10.1.11

primogênito

...sentiu as dores do mundo e soube que naquele dia, sem atrasos, é que deveria ser feito. O labirinto não oferecia escolhas; os caminhos, entrecruzados, perdiam-se na velocidade do líquido parcialmente viscoso escorrendo-lhe pernas abaixo. Mesmo assim, tentou desesperadamente fugir de seu destino.
Quis gritar, pedir ajuda aos céus, mas a providência divina de nada adiantaria em meio às sombras de que escolheu fazer parte. Voluntária da própria desgraça, adivinhava no musgo das paredes de pedra mensagens ocultas aos olhos alheios. Estava perdida e grávida num mundo de objeções. A escolha sensata jamais no repertório da mulher, por isso jamais vencida. A derrota, no entanto, impunha-se sorrindo enigmática e paralela ao caminho que deveria ter seguido.
Aquele, o da insistência daquela mulher, apenas a levaria ao fundo de seu juízo final, sob o jugo da luz lunar que a iluminava nos gritos lancinantes. Ninguém a ouvia, e ninguém a poderia ouvir, num labirinto não há qualquer chance de resposta. A voz que ressoava, se não esquizofrênica alucinação, era eco da voz que emitia, sons guturais e patéticos de sua desvalia materna.
Sabia que aquela era a hora, e que se parasse seria inevitável o parto, e que, sendo assim, teria de dar tudo de si àquela massa amorfa que se revolvia em seu interior. E por isso não parava, preferia o incômodo nas entranhas à responsabilidade da criação. A cada curva, a cada esquina, mesmo sem saber, cada vez mais enredada no descaminho labiríntico que pode envolver uma pessoa, a mulher usava todas as forças, suor escorrendo pelo rosto, toda músculos e contrações do mistério que carregava consigo.
Por não querer revelar ali mesmo aquilo de que se sabia invólucro, aquela mulher arrastava-se sempre adiante, mesmo sentindo as pontadas insuportáveis do azar, lancinantes golpes de um jogo macabro. Contudo não se pode adiar o inevitável, e então, consciente da derrota iminente, escorregou na própria matéria que expelia: um líquido cada vez mais viscoso, fétido, sanguinolento, sede de conquista. Em volta, muros cada vez mais altos, sem chance de redenção, insetos nojentos percorrendo a pele melada de suor. Na boca, a baba grossa de um esforço que encontrava o final de suas forças.
No centro de Creta, aquela mulher expulsou de si, contra todas as vontades internas, um ser de aparência terrível, o corpo tomado de grossas camadas de pelos revoltos, afiados espinhos espalhados pelo corpo disforme, algo como uma pequenina besta, os olhos muito pretos, luzidios, as patas de cascos firmes procurando terreno naquela umidade mofada.
Estando de pé, aprendizado que lhe parecia inato, a nova criatura encarou de perto o terror da genitora pra sempre vencida e, aproveitando-se do anonimato, alimentou-se de suas entranhas recém-descobertas, faminto de carne, carente de alma. Se alguém houvesse, de longe poderia notar o uivo, satisfeito, vingado, mas tarde demais pra qualquer atitude. Encontrou facilmente a saída, seguro de suas futuras posses, embalado pela conquista de novas presas. Tácito, confundia-se com a natureza, conosco, com o que de pior se pode gerar dentro de cada um de nós...

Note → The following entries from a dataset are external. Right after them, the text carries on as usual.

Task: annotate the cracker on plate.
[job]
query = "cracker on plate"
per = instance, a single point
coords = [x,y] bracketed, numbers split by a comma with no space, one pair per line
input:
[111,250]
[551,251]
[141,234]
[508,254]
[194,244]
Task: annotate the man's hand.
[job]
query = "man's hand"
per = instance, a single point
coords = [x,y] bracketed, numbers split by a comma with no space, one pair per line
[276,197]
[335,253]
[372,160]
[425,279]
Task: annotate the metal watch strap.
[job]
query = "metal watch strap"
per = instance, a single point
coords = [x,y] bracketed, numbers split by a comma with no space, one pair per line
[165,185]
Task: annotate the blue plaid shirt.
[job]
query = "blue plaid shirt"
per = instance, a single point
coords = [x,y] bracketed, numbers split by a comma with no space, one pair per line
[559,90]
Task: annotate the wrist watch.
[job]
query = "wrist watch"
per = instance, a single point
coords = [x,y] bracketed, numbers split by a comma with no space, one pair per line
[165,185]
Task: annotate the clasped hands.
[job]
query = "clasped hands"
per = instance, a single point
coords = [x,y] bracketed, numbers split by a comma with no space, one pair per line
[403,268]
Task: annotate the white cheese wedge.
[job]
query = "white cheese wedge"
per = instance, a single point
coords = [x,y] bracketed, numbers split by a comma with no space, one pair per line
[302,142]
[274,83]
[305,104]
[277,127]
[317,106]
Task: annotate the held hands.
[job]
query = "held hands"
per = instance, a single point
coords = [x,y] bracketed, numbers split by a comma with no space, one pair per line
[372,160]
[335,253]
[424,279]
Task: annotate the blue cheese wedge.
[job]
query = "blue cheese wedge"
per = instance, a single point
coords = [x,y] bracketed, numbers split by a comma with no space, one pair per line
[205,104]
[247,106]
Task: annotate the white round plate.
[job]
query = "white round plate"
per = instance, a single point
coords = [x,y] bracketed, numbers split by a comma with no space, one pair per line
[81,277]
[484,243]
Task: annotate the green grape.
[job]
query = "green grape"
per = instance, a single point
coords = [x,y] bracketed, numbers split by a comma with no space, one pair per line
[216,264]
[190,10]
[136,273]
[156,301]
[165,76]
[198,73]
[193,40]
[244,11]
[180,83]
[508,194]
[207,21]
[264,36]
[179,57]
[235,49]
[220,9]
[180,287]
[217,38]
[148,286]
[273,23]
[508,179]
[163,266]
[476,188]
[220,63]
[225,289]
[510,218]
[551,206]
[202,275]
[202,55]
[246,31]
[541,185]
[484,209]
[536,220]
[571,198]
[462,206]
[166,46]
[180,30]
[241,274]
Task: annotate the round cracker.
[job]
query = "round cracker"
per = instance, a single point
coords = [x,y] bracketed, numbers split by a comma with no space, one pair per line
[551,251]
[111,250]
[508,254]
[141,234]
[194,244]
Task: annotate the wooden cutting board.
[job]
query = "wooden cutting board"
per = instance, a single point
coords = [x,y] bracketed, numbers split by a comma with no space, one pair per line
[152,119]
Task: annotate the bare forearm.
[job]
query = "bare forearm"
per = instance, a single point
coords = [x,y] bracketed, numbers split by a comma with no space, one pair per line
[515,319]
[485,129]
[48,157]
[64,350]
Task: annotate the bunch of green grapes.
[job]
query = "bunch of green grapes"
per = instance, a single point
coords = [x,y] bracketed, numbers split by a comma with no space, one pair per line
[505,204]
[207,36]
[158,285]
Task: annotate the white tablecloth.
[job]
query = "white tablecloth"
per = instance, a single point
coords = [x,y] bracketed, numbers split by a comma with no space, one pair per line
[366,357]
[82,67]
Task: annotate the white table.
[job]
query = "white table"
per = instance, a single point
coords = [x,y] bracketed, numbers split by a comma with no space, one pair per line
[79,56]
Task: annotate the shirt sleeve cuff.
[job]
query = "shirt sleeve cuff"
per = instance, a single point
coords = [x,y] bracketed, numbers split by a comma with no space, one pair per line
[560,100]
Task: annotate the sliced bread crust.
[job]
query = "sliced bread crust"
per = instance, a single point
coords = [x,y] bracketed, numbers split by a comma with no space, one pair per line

- música do post: "wrong", Depeche Mode

2 comentários:

C. Vieira disse...

Adorei ter você novamente no mundo virtual, Alex. Espero que continue por muito tempo, hein?
Não deu para ler o texto todo, mas volto para terminá-lo e dizer o que achei. Por enquanto, tô gostando muito. Você escreve bem, rapaz. Nem precisa dizer, né?

Abração e até mais

Camila disse...

Fico feliz por ter voltado!
Texto brilhante para variar...
saudades

Depois me conta por onde esteve, faz mta falta.